Small Update – Version 10.2 Released 3rd October 2018

We have just released a small update to version 10.2 of the SEO Spider. This release is mainly bug fixes and small improvements –

  • –headless can now be run on Ubuntu under Windows.
  • Added configuration option “Respect Self Referencing Meta Refresh” (Configuration > Spider > Advanced).

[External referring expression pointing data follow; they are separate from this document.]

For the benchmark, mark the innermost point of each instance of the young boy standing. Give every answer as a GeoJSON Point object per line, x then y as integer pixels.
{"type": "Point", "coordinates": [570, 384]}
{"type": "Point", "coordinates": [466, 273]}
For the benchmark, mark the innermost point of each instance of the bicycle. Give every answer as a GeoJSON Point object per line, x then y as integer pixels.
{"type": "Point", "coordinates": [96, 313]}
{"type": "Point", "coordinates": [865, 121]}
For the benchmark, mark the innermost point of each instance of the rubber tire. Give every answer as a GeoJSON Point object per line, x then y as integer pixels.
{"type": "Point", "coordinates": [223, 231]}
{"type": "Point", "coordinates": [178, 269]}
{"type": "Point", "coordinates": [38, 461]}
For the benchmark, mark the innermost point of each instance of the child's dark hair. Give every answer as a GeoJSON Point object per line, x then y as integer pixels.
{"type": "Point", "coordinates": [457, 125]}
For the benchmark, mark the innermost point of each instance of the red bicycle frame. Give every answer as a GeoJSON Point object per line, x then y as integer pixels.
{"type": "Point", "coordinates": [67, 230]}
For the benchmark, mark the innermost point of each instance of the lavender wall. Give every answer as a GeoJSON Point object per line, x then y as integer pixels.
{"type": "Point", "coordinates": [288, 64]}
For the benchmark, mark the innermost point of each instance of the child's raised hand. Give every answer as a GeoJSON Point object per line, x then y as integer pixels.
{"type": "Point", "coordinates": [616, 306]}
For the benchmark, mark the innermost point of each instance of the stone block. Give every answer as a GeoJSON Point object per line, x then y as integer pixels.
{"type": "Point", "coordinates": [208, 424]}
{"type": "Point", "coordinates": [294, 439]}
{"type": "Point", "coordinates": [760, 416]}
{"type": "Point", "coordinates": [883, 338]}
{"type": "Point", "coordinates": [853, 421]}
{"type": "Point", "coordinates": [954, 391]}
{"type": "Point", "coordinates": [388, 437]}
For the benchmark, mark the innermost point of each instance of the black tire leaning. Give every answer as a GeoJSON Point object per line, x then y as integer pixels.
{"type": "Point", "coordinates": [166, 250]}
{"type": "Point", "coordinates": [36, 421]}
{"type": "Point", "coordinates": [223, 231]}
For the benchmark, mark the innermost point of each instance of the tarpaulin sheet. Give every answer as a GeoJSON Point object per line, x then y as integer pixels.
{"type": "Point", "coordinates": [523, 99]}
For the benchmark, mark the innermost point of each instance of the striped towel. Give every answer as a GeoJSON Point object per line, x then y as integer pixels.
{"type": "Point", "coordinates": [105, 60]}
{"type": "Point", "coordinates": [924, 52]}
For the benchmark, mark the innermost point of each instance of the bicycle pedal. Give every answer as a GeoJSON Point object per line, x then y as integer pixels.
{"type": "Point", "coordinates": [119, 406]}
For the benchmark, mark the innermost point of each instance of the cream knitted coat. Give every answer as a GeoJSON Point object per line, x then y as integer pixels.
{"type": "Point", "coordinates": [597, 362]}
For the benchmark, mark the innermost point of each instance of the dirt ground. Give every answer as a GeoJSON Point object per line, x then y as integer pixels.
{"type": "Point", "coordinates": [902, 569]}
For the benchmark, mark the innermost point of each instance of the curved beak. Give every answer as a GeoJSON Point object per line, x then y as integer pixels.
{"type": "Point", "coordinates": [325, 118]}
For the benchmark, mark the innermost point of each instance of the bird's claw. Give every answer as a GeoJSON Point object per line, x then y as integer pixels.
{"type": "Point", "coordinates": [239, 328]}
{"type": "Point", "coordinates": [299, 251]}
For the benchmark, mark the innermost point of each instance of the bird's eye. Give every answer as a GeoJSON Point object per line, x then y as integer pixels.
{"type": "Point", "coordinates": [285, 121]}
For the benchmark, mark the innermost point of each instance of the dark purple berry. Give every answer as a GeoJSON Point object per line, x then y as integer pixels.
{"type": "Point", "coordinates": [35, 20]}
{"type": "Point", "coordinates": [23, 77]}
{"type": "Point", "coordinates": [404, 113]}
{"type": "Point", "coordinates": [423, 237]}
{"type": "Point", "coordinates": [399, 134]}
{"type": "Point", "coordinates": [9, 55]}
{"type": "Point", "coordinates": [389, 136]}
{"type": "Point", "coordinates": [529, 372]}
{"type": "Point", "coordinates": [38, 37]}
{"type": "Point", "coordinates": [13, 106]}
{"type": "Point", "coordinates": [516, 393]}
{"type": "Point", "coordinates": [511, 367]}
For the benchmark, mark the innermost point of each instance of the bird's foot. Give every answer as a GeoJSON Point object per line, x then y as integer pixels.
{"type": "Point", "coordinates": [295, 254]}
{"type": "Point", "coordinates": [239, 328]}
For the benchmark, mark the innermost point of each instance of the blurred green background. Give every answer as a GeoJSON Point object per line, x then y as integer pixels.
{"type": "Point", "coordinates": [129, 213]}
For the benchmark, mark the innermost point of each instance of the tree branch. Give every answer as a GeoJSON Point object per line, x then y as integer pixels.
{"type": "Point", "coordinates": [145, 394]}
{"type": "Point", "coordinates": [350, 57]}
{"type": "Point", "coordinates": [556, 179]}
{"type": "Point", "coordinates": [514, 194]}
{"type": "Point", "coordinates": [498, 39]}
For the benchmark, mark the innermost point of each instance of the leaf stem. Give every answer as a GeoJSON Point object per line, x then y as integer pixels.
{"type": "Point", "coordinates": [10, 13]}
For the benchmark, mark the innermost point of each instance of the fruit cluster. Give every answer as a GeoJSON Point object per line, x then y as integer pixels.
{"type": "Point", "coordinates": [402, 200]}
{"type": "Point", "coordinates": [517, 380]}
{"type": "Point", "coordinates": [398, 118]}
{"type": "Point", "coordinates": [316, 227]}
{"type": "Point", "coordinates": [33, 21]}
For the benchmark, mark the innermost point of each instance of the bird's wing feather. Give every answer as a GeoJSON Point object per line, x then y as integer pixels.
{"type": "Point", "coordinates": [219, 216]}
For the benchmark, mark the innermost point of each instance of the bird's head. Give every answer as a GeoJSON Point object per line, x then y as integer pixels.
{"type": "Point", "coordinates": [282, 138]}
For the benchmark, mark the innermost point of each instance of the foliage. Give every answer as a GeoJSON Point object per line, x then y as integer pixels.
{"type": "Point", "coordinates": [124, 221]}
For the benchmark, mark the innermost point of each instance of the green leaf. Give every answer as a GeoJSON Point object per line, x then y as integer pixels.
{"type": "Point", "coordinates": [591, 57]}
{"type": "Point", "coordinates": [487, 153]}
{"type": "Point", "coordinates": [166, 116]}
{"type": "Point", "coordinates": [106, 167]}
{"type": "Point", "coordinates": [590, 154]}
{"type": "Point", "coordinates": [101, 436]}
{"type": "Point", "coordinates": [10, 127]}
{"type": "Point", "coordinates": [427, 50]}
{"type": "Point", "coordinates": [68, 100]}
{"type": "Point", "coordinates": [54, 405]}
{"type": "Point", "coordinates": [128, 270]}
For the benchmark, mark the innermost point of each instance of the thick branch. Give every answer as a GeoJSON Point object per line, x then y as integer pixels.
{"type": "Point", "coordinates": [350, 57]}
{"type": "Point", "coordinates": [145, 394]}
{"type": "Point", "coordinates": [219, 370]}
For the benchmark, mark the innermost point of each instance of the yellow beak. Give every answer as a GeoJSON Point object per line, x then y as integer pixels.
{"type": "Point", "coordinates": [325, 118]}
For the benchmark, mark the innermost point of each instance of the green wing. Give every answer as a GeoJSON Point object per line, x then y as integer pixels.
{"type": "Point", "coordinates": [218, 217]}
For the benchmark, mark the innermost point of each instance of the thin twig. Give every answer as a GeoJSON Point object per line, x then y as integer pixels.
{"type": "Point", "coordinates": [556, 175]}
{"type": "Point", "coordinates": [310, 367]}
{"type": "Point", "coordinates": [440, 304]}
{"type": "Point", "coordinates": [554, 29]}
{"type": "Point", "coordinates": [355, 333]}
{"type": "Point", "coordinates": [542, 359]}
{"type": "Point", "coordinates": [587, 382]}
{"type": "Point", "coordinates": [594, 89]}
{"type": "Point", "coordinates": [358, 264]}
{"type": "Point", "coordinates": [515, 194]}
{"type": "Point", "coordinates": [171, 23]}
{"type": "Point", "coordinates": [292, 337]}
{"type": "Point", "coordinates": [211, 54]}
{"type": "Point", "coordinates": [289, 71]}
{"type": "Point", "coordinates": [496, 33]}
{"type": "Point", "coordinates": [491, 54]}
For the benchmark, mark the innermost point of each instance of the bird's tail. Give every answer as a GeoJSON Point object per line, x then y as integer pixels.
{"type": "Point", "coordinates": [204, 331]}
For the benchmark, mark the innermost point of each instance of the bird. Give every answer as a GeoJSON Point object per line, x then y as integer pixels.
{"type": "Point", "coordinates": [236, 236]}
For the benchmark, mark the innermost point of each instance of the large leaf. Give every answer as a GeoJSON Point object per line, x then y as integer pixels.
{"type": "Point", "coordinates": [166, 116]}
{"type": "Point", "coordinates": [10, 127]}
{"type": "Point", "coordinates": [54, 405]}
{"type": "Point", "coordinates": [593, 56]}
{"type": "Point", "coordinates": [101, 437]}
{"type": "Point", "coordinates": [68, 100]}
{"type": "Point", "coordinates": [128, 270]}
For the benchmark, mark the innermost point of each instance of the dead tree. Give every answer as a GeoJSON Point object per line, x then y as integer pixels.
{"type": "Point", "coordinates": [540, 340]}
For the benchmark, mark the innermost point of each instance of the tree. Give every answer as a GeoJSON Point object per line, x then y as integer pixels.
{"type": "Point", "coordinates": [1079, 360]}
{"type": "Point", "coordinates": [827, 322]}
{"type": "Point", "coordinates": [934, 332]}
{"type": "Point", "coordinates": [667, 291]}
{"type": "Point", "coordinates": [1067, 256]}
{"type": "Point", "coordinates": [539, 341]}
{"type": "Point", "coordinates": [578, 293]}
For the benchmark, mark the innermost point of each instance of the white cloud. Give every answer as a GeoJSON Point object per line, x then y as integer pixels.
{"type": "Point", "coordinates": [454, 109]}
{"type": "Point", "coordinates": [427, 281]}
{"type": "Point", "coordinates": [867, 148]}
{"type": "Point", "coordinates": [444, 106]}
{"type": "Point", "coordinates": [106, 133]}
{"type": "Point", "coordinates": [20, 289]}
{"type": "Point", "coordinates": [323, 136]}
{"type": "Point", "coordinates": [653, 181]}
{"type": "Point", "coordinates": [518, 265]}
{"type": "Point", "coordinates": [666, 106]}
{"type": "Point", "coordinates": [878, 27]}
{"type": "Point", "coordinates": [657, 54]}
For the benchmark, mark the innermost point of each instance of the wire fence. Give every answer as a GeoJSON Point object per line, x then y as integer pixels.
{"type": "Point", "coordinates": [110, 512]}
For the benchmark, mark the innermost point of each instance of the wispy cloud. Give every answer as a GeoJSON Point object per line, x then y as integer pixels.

Lots of websites have self-referencing meta refereshes, which can be classed as ‘non-indexable’, and this can now simply be switched off.
  • URLs added to the crawl via GA/GSC now got through URL rewriting and exclude configuration.
  • Various scheduling fixes.
  • The embedded browser now runs in a sandbox.
  • The Force-Directed Diagram directory tree now considers non-trailing slash URLs as potential directories, and doesn’t duplicate where appropriate.
  • Fixed bug with ‘Custom > Extraction’ filter missing columns when run headless.
  • Fixed issue preventing crawls saving with more than 32k of custom extraction data.
  • Fixed issue with ‘Link Score’ not being saved/restored.
  • Fixed crash when accessing the Forms Based Authentiction.
  • Fixed crash when uploading duplicate SERP URLs.
  • Fixed crashes introduced by update to macOS 10.14 Mojave.